Augsburger GenerativBibel Neues Testament · Urtextnah · mittel · Lesefluss

1 · Urtextnah 2 · mittel 3 · Lesefluss
Kapitel 1 / 16

Offenbarung 10

Augsburger GenerativBibel Lesefluss

1Dann sah ich einen anderen, mächtigen Engel vom Himmel herunterkommen. Eine Wolke lag um ihn wie ein Gewand. Über seinem Kopf war ein Regenbogen. Sein Gesicht leuchtete wie die Sonne, und seine Füße waren wie brennende Säulen aus Feuer.
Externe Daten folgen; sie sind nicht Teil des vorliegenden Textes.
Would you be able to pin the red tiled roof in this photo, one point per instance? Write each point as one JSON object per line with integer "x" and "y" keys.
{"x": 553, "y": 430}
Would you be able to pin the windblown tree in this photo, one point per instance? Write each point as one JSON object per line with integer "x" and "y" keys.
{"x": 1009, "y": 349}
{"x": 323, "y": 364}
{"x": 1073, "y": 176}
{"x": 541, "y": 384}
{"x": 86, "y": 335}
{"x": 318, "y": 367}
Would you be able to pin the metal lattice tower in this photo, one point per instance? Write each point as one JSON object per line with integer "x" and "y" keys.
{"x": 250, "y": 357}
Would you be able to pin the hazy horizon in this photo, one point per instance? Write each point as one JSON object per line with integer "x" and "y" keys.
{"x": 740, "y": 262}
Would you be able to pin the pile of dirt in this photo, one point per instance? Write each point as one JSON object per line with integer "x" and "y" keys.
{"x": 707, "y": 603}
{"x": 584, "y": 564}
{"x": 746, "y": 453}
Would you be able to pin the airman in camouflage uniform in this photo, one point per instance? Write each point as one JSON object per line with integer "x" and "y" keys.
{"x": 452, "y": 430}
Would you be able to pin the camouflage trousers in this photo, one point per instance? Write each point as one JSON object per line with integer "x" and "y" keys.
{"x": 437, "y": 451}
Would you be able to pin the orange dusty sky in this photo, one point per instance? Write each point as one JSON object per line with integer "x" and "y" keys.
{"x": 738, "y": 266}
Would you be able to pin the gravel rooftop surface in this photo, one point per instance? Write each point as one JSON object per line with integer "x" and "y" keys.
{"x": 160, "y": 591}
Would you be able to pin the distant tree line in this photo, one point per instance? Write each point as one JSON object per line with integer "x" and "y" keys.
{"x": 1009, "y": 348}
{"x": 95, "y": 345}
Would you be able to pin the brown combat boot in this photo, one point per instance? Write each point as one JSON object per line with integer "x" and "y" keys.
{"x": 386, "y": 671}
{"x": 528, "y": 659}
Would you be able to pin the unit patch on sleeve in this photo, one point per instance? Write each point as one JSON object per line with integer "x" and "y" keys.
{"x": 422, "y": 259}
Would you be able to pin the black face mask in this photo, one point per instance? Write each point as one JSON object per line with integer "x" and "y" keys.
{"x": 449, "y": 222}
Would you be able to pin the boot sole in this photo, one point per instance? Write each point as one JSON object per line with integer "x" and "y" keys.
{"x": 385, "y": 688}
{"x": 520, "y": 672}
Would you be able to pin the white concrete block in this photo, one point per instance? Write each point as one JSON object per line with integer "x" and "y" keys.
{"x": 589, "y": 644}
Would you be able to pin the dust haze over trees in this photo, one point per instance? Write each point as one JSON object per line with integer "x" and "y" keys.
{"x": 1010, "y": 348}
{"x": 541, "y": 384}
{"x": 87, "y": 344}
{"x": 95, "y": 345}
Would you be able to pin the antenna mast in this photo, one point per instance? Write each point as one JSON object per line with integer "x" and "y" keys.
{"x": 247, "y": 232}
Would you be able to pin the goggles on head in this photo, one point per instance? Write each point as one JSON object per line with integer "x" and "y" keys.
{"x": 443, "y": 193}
2In der Hand hielt er ein kleines, aufgeschlagenes Buch. Seinen rechten Fuß stellte er auf das Meer und den linken auf das Land.

3Dann rief er ganz laut, so wie ein Löwe brüllt. Und als er rief, ließen sieben Donner ihr eigenes Grollen erschallen.

4Als die sieben Donner gesprochen hatten, wollte ich gerade aufschreiben, was sie gesagt hatten. Doch da hörte ich eine Stimme aus dem Himmel: Halt das geheim, was die sieben Donner gesagt haben. Schreib es nicht auf.

5Dann hob der Engel, den ich auf dem Meer und auf dem Land stehen sah, seine rechte Hand zum Himmel.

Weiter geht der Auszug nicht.